One thing that I wanted to do while staying in Paris this trip was to visit the town where Simon Savard, an ancestor, lived before he emigrated to Canada and started the line that went through my grandmother, on my father’s side. I mentioned Simon Savard in an earlier post, when I came across his entry in a book I spotted by chance at the Bibliothèque Nationale.
According to “Our French-Canadian Ancestors,” by Thomas LaForest, Simone Savard, a carriages-maker, purchased a house from his brother-in-law in 1650. The house was located in Montreuil-sur-Vincennes (today, Montreuil, or Montreuil-sous-Bois) on rue Cuve du Four (today, Alexis Lepère).
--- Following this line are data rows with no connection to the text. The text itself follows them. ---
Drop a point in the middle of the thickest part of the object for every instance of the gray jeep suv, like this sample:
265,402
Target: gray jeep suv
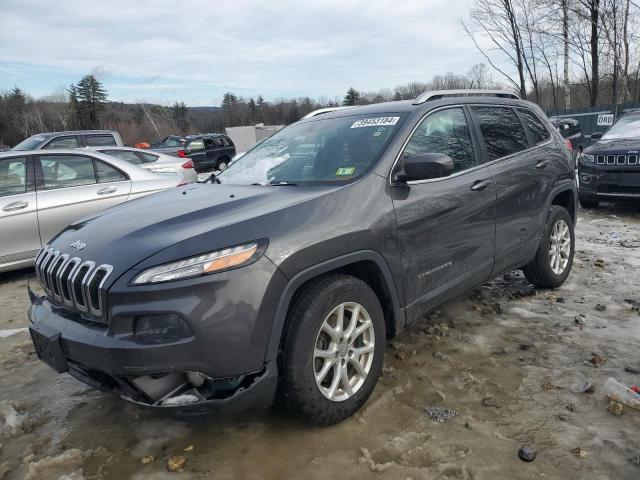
284,277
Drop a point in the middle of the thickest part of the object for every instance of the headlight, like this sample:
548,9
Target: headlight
217,261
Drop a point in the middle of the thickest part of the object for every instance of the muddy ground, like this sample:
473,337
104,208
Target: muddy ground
511,362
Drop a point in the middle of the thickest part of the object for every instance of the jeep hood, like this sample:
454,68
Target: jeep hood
199,217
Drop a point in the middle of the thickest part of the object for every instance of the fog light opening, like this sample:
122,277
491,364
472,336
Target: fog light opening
196,379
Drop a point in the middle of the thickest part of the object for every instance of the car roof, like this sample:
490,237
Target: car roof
72,132
127,167
408,106
134,149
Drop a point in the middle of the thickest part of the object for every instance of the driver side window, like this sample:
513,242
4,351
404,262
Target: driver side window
447,132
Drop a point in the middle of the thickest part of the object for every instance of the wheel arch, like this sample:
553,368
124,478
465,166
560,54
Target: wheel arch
565,196
367,265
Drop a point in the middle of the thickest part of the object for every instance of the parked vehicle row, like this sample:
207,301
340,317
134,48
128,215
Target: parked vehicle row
153,161
285,276
44,191
610,168
210,151
71,139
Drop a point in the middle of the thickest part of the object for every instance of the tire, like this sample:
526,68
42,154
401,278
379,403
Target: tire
540,271
588,203
299,391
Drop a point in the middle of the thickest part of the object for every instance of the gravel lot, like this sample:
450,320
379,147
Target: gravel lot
462,391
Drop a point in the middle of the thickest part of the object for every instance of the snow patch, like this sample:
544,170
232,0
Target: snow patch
12,331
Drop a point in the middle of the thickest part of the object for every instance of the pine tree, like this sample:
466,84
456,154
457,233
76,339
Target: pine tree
17,97
73,105
179,114
91,99
352,97
252,110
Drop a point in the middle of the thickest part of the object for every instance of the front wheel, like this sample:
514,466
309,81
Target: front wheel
333,350
552,263
588,203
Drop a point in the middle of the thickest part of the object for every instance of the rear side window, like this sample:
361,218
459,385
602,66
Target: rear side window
13,176
125,155
62,171
502,131
536,127
194,146
147,157
62,142
445,132
100,141
107,173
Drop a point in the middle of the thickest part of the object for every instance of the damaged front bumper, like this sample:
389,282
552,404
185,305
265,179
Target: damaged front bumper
165,377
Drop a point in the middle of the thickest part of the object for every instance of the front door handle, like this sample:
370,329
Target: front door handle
480,185
542,164
15,206
107,190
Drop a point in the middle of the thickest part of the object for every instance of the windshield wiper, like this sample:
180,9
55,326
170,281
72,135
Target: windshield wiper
213,178
283,184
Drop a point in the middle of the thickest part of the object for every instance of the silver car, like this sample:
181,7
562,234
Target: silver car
153,161
43,191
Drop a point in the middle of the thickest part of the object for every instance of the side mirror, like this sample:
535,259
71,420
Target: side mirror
424,166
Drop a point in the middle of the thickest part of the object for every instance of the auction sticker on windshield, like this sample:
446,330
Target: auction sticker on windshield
375,122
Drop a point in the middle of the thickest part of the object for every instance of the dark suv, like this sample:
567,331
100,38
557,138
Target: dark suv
286,276
610,168
209,151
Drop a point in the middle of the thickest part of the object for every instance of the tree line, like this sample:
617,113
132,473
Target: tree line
561,54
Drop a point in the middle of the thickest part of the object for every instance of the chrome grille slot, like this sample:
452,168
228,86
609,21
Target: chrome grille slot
69,280
46,262
56,266
94,288
77,286
63,280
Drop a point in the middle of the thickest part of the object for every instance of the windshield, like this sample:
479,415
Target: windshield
326,151
31,143
625,127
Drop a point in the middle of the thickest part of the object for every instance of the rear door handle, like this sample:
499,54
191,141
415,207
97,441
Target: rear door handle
542,164
107,190
480,185
15,206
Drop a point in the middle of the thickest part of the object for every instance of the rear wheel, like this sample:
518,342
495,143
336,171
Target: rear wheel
333,351
552,263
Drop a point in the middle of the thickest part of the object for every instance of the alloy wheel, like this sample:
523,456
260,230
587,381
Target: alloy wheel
344,351
559,247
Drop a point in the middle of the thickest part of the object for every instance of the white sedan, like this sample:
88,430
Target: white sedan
43,191
153,161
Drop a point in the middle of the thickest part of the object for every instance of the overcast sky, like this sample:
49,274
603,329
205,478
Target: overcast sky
194,51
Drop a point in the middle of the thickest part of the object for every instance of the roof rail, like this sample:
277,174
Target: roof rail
322,111
438,94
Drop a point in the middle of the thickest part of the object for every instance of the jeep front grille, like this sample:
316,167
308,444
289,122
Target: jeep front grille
69,280
617,159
With his wife and six children, Simon left Montreuil in 1663 for a new life in New France.
Montreuil is a suburb of Paris, reachable by Metro — that is, reachable by Metro on a non-strike day. We had to change our original plan and wait for a day when Metro workers were not striking, but on one of our last days in Paris, we visited the town.
Our first stop was the Mairie. There, we were ushered in to the office of the city archivist. He told us that he has met many Savards, visiting the town in search of ancestral roots. Most everything I would want to know, if it is available, is online, and he showed me where to find information. His colleague walked in to the office with a map of Montreuil as it appeared in Simon’s time. We looked at it, and when we were done, they rolled it up and gave it to me to take home.

After leaving the mayor’s office, we went to visit L’Eglise Saint-Pierre, where Simon married Marie Hourdouille in June 1644. From the church, we walked along rue de l’Eglise, which becomes Alexis Lepère after a block. Except for its curving path, Alexis Lepère looks nothing like the old rue Cuve du Four, but it was fun to know that on one of these plots of land (I don’t know exactly which), my eighth great grandfather raised a family until he decided that life would be better elsewhere.




How did Simon make out in New France? According to “Our French-Canadian Ancestors,” he and his family, on the verge of starvation, were granted staples, clothing, blankets and other aid by the Sovereign Council in the late spring of 1664. His family survived, but Simon never recovered from something contracted on the voyage to Canada in a ship packed with 150 people. He died in the summer of 1664.